The plot, you ask? There really isn't one, and that's supposed to be the cloying point, I suppose. Hirayama's younger colleague Takashi (Tokio Emoto) makes a play for one of the women, a stereotypical manic-pixie dream girl, but the two men often toil in silence -- convenient for fast-forwarding through the toilet-scrubbing and the leaf-gazing. Hirayama's niece Niko (Arisa Nakano) comes to visit, and of course she is completely smitten with his zen bachelor-pad aesthetic -- not to mention his taste in literature, because what teen wouldn't want to live like a 60-year-old man.
If Hirayama were believable as a real working slug instead of an idealized slumming intellectual, this might have more than Hallmark appeal. But with so little action, the weaknesses and wish-fulfillment are glaring.
BONUS TRACK
ONLY IN THEATERS (C) - It's hard to describe how misleading and annoying this documentary -- about Los Angeles' elite art-house cinema chain, curated for decades by the Laemmle family -- is. You settle into your seat and hope to celebrate the dying communal experience of watching quality films in a quaint theater, only to be stuck with a dreary, drawn-out hagiography of the clan that has exhibited movies for nearly as long as Hollywood has been making them.

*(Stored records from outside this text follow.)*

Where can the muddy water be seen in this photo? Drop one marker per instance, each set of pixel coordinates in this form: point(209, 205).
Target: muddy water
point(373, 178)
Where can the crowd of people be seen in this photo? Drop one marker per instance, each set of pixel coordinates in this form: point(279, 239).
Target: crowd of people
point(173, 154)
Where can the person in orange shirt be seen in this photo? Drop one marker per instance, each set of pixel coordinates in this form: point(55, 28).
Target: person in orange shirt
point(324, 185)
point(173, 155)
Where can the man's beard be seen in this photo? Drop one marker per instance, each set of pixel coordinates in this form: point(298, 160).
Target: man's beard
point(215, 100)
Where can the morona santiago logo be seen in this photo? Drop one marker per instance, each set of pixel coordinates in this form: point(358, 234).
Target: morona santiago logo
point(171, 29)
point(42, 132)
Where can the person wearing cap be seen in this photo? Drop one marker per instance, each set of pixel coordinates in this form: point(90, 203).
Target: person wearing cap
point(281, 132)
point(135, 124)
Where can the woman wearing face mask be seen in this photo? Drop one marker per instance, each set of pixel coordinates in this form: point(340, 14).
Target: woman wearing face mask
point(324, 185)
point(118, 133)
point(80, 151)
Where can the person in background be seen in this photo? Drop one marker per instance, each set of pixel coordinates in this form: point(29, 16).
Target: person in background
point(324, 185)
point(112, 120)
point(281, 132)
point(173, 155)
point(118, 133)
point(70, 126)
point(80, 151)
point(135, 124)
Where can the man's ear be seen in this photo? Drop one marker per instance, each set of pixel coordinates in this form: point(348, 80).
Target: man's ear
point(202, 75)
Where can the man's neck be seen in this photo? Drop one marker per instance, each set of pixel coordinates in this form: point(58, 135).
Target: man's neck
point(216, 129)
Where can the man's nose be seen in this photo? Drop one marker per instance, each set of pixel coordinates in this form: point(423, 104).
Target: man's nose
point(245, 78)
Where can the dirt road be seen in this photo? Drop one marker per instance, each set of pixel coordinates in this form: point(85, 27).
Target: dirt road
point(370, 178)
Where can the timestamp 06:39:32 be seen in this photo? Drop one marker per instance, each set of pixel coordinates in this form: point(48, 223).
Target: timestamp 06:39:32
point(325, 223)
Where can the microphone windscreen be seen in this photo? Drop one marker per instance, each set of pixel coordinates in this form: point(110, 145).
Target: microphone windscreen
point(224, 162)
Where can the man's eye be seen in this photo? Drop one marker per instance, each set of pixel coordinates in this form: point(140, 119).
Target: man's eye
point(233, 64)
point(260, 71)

No one has an unkind word for four generations of Laemmles, and the filmmakers hang their narrative on friendly Greg Laemmle, the middle-aged grandson of the founder, who finds himself seriously considering unloading the chain when we meet him in the late 2010s. We hear praise from a wide range of eminent talking heads -- Ava Duvernay, Cameron Crowe, James Ivory, Nicole Holofcener and even old Leonard Maltin. The filmmakers are grateful for this type of theater chain that reached its heights during the '90s heyday of boutique indies.
But things here bog down about halfway through when Covid hits. Director Raphael Sbarge thinks he's got grand drama on his hands, but instead his documentary drops like a lead balloon. There is little narrative spark to be derived from rehashing the pandemic's closures and panic. (A nice touch is a running visual accounting of the clever marquee movie references the shuttered theaters feature during the shutdown.) Greg Laemmle and his fawning wife move to Seattle, and it's just hard to care how this all turns out. (You'll likely be as disappointed as Sbarge probably was at the outcome.) For some reason, Greg's kids, who have nothing interesting to offer, get a lot of face time, including during bland family gatherings.
Meantime, interview after interview waxes poetic over how precious these theaters are and how crucial it is that we watch prestige films in these hallowed group settings. No one finds an original or interesting way to articulate that. And when the narrative here stalls, you'll be grateful that you are watching this on home video so that you can fast-forward through this indulgent family album.
* - "Col. Urinal" comes from my days working in the kitchen of a catering company on the southwest side of Chicago during high school and college. It was the honorary title conferred on the employee who was assigned that day to clean the bathroom.